There's an art to planning the perfect open house and presenting a property in the best light possible. However, you need a contingency plan if you end up receiving more visitors than first expected. Here are ten tips to help you manage a packed open house.

  1. Keep the Sellers Away - This is easy to remember and standard of most open houses, but it's worth repeating: Always keep the sellers out of the picture. If the owners are standing by or scrutinizing visitors, then your packed open house will quickly turn into an empty house. Having the sellers present is also an added burden on your shoulders. Step one is to keep things easy when you can.
  2. The Viewing is Both Inside and Outside - Don't forget to remind people that for properties with a yard, viewing is not restricted to just the interior. Potential home buyers often try to cover multiple listings in one day. Therefore, even if they care about the outdoor spaces of a home, it's easy to forget to take a close look at the yard. That's where the real estate agent's job comes in. Remind visitors that the yard is ready and accessible. This will prevent the interior of your open house from becoming jammed.
  3. Avoid Bottlenecking - A key thing to avoid is bottlenecking. Bottlenecking tends to occur in doorways where people are likely to stop and chat, or in narrow, awkward spaces that can be hard to get through. Keep the flow of traffic moving by encouraging people to look at the entire home, rather than stopping to focus on a single detail for more than a few minutes.
  4. Know Who You're Dealing With - It's important to be able to recognize who you should spend time on, and who's just there for the show. There are different types of visitors that every real estate agent knows, such as former homeowners from a generation ago, the neighbors, or even the real estate agent whom the sellers didn't choose to represent them. Once identified, these are the people you want to cordially push through as fast as possible, versus encouraging true potential buyers to take their time.

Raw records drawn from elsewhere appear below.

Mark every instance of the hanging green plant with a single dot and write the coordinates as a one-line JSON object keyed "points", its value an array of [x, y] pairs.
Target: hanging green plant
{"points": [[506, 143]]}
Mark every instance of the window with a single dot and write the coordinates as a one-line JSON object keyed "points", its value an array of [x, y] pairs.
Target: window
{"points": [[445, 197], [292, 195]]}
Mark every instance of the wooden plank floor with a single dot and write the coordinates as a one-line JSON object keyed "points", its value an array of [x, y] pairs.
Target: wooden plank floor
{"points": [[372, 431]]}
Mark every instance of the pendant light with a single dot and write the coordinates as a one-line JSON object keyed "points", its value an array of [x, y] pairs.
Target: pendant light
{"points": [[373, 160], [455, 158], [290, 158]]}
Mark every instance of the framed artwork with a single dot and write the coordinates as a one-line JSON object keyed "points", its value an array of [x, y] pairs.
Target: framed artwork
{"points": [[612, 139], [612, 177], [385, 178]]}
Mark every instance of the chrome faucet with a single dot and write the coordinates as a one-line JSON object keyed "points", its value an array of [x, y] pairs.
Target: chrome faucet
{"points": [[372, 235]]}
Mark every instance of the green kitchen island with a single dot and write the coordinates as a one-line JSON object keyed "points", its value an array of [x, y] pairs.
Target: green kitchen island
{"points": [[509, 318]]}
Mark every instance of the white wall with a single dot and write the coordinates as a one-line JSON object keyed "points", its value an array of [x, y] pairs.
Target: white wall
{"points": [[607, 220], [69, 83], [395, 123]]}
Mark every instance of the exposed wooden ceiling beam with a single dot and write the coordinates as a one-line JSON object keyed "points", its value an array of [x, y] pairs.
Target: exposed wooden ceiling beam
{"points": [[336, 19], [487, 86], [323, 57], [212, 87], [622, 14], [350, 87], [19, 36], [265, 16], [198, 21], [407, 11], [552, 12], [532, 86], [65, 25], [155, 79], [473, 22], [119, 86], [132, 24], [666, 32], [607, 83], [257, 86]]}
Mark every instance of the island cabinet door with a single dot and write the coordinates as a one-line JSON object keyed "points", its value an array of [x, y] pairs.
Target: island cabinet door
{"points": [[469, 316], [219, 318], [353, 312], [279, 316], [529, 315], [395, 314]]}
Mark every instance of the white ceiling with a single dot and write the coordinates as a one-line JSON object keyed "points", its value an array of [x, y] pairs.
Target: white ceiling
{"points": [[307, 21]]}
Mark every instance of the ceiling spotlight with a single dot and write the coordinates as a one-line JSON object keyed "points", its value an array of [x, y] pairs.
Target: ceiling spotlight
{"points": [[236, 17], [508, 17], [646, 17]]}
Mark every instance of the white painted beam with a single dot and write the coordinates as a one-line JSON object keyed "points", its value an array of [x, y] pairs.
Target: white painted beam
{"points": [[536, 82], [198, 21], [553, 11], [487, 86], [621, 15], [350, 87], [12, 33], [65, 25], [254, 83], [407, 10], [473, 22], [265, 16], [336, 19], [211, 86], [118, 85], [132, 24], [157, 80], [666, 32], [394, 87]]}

  5. Play Crowd Control - On the other hand, regardless of the makeup of the crowd, you need to keep visitors moving. Don't allow people to congregate in certain areas or loiter. There's nothing more frustrating for people with limited time than to get stuck in a hoard of people during an open house. A packed open house means that it's essential that you play crowd control.
  6. Split the Obvious Visitors Into Groups - This step is related to the same issues of knowing the different demographics that will visit the home. It's possible to break down these groups by offering neighbors a special invitation for an early viewing. This means that foot traffic during prime viewing hours will be more likely to draw true buyers.
  7. Signage Makes a Difference - One reason that an open house might get too crowded is a lack of directional signs. Be sure to put up signage to show visitors where to go as they make their way through the home. If it's a small property, use discreet but visible signs.
  8. Refreshments as a Social Cue - There are differing viewpoints on offering refreshments at an open house, but the truth is that most people appreciate a cookie and coffee. However, refreshments can also be used as a social cue. If your open house is packed, but the crowd movement in and out is decently paced, then keep the cookies coming. On the other hand, if the scene starts to take a turn for barnacles at the refreshment table, it's a good time to put the refreshments away.
  9. Extend the Hours - Even if most open houses take place in the morning or mid-afternoon, there are many people who prefer to attend in the evening. Extending your open house hours can make a huge difference to foot traffic flow if you're expecting a large turnout.
  10. Leave Your Cards Out - One reason that many visitors linger is the wait to get contact information from the real estate agent or follow-up instructions. Leaving your personal card out on a table is a great way to cut out unnecessary lingering or small talk.

A crowded open house means that it's more likely you'll get a sale, but it can also be a stressful time. You need to make sure that every viable buyer has a positive experience and that the property looks its best, while still balancing hospitality.